Today, it takes roughly one million atoms to store a single bit of data on a computer or electronic device. A bit is the basic unit of information in computing that can have only one of two values, one or zero. Eight bits form a byte. In 2012, IBM Research announced it can now store that same bit of information in just 12 atoms with the creation of the world’s smallest magnetic memory bit. The movie starts with 12 atoms to celebrate the breakthrough by IBM scientists of successfully using 12 atoms to store one bit of data — in our current technology, it takes 1,000,000 atoms to store one bit of data. This breakthrough could transform computing by providing the world with devices that have access to unprecedented levels of data storage, potentially making our computers and devices smaller and more powerful.

But even nanophysicists need to have a little fun. In that spirit, the scientists moved atoms by using their scanning tunneling microscope to make their movie. The ability to move single atoms, one of the smallest particles of any element in the universe, is crucial to IBM’s research in the field of atomic-scale memory.

For now, the 12-atom bit memory lives in a lab. How to make such small bits commercially viable is the big question in the field of nanotechnology. This technology is probably 10 to 30 years in the future, IBM officials say.

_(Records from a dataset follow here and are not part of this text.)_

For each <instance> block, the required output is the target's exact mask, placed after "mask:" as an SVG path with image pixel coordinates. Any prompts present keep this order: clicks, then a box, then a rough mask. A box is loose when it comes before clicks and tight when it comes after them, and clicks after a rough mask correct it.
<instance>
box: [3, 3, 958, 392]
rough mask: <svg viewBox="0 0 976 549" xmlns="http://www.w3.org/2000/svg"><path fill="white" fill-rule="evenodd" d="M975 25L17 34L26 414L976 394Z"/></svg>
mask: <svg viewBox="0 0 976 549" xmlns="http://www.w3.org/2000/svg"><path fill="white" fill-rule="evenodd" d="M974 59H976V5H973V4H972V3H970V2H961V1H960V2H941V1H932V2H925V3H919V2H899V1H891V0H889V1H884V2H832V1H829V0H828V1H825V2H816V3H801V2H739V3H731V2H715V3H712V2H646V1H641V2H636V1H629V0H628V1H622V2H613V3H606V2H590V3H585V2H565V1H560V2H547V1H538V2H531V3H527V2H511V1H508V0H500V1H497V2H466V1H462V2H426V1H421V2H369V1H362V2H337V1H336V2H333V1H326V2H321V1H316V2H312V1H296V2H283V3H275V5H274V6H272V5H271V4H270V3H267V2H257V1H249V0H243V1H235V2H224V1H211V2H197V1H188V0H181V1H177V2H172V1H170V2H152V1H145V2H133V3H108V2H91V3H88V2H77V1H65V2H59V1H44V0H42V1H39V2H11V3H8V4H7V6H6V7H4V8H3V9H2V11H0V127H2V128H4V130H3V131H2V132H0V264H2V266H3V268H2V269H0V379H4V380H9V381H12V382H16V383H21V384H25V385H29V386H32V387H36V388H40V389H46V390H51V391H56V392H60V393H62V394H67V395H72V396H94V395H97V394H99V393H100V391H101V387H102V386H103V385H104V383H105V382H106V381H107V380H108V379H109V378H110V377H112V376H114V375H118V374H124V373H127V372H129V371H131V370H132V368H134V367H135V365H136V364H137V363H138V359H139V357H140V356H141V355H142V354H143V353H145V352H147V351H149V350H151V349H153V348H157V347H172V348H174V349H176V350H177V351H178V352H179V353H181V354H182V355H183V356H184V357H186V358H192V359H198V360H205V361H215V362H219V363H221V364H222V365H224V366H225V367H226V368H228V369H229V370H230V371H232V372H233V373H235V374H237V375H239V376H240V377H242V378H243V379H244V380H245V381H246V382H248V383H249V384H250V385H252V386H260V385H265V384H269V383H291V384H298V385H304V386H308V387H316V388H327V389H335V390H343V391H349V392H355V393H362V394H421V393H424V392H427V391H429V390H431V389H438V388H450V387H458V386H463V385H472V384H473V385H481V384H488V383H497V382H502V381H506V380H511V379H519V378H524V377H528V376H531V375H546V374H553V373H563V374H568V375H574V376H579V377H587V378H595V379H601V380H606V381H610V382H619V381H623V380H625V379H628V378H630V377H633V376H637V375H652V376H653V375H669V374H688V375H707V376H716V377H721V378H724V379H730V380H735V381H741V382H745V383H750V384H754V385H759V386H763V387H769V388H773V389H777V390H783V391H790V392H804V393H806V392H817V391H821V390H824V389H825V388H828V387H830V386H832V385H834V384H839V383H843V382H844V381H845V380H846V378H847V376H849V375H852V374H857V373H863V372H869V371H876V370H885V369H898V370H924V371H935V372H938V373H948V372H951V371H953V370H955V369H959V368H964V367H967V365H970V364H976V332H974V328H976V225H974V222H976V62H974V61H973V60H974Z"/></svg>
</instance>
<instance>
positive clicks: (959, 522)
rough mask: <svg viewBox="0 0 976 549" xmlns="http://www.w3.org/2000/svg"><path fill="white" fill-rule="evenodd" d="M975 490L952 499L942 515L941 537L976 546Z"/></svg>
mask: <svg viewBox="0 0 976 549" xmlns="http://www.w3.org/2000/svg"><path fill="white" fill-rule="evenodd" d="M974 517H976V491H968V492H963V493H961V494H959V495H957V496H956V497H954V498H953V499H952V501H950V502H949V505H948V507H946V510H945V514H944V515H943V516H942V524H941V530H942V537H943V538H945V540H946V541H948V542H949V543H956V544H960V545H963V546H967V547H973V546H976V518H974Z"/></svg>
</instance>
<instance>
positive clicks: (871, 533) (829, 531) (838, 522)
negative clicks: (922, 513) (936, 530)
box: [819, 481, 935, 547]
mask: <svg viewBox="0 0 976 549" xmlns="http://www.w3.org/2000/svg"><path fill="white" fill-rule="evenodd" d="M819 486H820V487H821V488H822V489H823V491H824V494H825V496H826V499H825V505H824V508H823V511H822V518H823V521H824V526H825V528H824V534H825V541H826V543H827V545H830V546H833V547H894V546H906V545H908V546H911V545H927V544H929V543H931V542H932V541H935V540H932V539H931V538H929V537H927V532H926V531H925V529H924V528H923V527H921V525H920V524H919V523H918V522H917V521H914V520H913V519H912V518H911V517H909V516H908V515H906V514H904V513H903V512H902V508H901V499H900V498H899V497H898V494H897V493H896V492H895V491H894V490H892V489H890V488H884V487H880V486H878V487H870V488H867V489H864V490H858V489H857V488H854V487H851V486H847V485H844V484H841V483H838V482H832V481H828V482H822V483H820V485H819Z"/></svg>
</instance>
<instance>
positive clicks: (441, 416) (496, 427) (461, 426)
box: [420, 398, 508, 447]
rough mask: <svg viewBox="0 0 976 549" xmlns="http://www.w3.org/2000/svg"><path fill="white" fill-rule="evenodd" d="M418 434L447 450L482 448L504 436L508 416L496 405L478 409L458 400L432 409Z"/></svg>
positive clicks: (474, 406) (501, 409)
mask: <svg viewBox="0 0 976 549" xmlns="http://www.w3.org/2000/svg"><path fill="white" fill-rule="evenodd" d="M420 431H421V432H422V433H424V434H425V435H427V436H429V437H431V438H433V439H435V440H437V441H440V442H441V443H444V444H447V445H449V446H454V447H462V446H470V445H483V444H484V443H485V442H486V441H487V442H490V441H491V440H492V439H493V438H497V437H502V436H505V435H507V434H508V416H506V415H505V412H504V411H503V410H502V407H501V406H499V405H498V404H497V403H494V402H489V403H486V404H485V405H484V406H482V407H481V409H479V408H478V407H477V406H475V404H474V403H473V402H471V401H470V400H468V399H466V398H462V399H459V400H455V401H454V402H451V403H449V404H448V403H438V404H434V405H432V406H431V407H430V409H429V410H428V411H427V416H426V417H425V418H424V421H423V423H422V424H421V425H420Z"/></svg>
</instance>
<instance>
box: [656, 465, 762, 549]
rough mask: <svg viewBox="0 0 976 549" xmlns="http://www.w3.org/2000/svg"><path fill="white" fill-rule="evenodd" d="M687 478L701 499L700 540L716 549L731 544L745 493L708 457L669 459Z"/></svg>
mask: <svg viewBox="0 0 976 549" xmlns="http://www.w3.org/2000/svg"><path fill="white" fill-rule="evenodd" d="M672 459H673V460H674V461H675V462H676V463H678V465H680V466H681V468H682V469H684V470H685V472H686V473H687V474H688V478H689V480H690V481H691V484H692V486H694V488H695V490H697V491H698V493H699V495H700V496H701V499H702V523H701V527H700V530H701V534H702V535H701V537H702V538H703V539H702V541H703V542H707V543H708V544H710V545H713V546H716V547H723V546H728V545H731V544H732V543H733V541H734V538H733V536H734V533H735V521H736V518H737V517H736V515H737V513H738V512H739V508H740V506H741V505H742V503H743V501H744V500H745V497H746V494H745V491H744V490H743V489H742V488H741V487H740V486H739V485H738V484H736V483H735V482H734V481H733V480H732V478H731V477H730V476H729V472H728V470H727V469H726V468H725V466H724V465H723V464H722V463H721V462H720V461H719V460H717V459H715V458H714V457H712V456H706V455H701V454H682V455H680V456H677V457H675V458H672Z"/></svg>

The world’s smallest movie set

The scanning tunneling microscope (STM):
One way to look at the STM is as a needle that drags atoms across a surface using magnetism. But behind that needle is a room full of equipment, all there to control the environment to a spectacular degree. The development of the STM by IBM researchers Gerd Binnig and Heinrich Rohrer won the Nobel Prize in Physics in 1986.

Copper plate:
The scientists used copper 111 as the surface of the animation — the same material they used 10 years ago when they built the first computer that performed digital computation operations.

Carbon monoxide (CO):
The scientists chose carbon monoxide atoms to move around the plate. Carbon monoxide has one carbon atom and one oxygen atom, stacked on top of each other,

Viewers may notice little ripples around the atoms as they watch the movie. Those waves are a disturbance in the electron density in the copper atoms on a copper plate. When a carbon monoxide molecule comes close to the plate, the electrons in the copper atoms are displaced. Because they can’t escape the surface of the copper, they protrude (similar to the way water ripples — but doesn’t break the surface — when you throw a rock into a lake). The scientists used copper because that element, in combination with carbon monoxide, produced the most stable atoms for moving.